Лайон, напротив, отличался поразительной способностью повергать в панику и бегство тех же самых милых и легкомысленных дам. Все признавали, что маркиз Лайонвуд может очистить комнату одним ледяным взглядом.
Лайон был выше Рона на целых три дюйма. Поскольку он обладал внушительными мускулами, создавалось впечатление, что он более массивен. Тем не менее его внушительная фигура не могла совсем уж отпугнуть наиболее решительных дам, которые были не прочь завладеть титулом. Как, впрочем, и черты его лица. Волосы Лайона были темно-золотистые чуть вьющиеся, длиннее, чем принято в обществе. Его профиль не отличался от профиля римских легионеров, чьи статуи выстроились вдоль Карлтон-хауса: скулы такие же аристократические, нос столь же классический, а рот столь же хорошо очерчен.
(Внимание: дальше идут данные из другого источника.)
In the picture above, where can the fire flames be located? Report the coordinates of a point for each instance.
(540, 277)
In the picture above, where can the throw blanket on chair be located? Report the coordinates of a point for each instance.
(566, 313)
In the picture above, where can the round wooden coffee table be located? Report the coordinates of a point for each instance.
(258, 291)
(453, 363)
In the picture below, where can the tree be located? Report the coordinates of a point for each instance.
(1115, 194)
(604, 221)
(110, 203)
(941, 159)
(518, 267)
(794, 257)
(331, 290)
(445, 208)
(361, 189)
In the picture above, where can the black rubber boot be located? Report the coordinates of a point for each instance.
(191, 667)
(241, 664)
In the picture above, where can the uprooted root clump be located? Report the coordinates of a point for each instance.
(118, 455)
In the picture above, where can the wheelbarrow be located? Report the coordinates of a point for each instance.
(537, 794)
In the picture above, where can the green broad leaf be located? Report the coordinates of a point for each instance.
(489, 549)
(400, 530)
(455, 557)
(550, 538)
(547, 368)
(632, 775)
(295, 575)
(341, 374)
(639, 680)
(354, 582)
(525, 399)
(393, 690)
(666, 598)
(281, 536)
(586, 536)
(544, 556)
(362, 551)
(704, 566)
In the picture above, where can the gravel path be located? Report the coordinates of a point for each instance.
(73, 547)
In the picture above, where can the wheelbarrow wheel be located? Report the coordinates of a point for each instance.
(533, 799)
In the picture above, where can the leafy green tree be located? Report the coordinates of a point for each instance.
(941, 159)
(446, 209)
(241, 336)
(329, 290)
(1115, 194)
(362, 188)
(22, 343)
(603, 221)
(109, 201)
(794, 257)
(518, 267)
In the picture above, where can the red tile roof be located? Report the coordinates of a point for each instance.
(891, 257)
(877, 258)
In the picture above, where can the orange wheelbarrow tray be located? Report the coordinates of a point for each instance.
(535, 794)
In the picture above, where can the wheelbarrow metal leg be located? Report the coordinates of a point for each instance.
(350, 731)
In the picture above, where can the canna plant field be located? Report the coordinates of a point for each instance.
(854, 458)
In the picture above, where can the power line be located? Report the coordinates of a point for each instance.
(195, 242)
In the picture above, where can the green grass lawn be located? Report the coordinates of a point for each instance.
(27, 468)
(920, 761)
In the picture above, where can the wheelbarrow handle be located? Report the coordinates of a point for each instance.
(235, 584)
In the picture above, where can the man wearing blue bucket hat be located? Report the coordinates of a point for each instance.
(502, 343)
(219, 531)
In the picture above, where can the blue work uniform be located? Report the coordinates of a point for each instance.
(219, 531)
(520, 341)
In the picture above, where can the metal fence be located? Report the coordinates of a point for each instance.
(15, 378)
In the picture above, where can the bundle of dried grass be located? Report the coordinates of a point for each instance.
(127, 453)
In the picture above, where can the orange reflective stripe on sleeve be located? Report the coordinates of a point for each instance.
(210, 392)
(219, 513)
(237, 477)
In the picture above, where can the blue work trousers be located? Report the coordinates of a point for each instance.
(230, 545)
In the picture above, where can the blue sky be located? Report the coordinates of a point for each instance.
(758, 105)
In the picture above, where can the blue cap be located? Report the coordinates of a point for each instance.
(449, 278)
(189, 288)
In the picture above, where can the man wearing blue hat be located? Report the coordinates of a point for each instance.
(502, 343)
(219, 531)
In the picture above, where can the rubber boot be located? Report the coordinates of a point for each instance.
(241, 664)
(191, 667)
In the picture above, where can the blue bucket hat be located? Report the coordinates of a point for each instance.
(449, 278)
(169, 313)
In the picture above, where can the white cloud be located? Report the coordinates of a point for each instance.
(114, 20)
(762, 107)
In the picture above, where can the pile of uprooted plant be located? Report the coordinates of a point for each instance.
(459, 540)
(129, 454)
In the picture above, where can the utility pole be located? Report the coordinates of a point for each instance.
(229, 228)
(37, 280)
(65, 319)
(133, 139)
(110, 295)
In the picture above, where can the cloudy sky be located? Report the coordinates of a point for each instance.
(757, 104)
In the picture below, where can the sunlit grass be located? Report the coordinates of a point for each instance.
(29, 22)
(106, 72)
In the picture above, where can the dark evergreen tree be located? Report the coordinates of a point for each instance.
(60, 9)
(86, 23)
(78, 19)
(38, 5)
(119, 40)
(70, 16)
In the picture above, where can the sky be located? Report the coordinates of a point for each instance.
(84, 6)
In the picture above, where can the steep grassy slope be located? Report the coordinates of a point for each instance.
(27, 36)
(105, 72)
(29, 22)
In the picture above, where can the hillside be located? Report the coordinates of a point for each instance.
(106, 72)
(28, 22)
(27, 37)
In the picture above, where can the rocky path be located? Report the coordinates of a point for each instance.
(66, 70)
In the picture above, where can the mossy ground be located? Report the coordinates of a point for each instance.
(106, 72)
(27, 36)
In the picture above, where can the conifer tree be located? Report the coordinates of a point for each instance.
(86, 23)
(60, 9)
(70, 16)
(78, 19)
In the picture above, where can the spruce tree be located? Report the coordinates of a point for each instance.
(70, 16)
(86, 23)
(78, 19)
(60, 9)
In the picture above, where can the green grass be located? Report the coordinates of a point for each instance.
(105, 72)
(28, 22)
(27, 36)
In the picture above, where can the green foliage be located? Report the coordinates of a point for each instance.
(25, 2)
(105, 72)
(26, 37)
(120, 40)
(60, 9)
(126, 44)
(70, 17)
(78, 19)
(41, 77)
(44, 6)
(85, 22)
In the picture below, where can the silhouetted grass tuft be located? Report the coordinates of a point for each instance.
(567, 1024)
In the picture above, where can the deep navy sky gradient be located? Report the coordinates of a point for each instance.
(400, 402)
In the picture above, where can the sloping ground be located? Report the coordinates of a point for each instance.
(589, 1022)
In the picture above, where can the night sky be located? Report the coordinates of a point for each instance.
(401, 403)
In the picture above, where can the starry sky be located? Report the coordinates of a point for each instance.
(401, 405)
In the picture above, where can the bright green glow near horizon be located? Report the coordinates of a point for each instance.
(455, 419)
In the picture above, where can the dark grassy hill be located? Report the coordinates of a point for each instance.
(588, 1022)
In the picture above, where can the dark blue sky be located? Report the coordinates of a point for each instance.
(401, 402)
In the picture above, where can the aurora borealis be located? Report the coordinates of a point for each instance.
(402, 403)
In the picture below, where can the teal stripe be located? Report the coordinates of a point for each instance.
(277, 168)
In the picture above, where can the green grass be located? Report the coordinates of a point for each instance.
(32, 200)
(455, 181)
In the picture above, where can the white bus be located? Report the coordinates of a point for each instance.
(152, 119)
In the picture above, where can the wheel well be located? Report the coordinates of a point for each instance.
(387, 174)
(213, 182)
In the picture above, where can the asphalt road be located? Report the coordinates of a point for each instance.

Только цвет волос Лайона ассоциировался с теплотой. Его карие глаза светились холодным цинизмом. Разочарованность сквозила во всех чертах его лица. Да и шрам не красил его. Тонкая рваная линия прорезала лоб, внезапно резко обрываясь в изгибе правой брови. Эта отметина придавала его лицу пиратское выражение.
Таким образом, сплетницы называли Рона повесой, а Лайона пиратом, но, конечно, никогда не осмеливались сказать им это в лицо. Глупые женщины не понимали, как подобные определения порадуют обоих мужчин.
К маркизу приблизился лакей.
– Милорд, вот бренди, которое вы заказывали. – Пожилой слуга церемонно поклонился, балансируя подносом с двумя большими бокалами.
Лайон подхватил оба бокала, передал один из них Рону и поблагодарил лакея, чем крайне изумил его. Тот вновь поклонился и оставил джентльменов одних.
Лайон опустошил свой стакан одним большим глотком.
Рон, заметив это, спросив, обеспокоенно нахмурившись:
– Тебя нога тревожит? Или же ты намерен напиться?
– Я никогда не напиваюсь, – заметил маркиз. И, уклоняясь от прямого ответа, добавил, пожав плечами:
– Нога заживает.
– Ты удачно отделался на этот раз, Лайон, – сказал Рон. – Теперь ты выйдешь из строя месяцев на шесть, а то и больше. И слава Богу, – добавил он. – Ричардс послал бы тебя в самое пекло хоть завтра, будь его воля. По-моему, тебе просто повезло, что твой корабль был уничтожен. Ведь ты теперь не сможешь никуда отправиться, пока не построишь новый.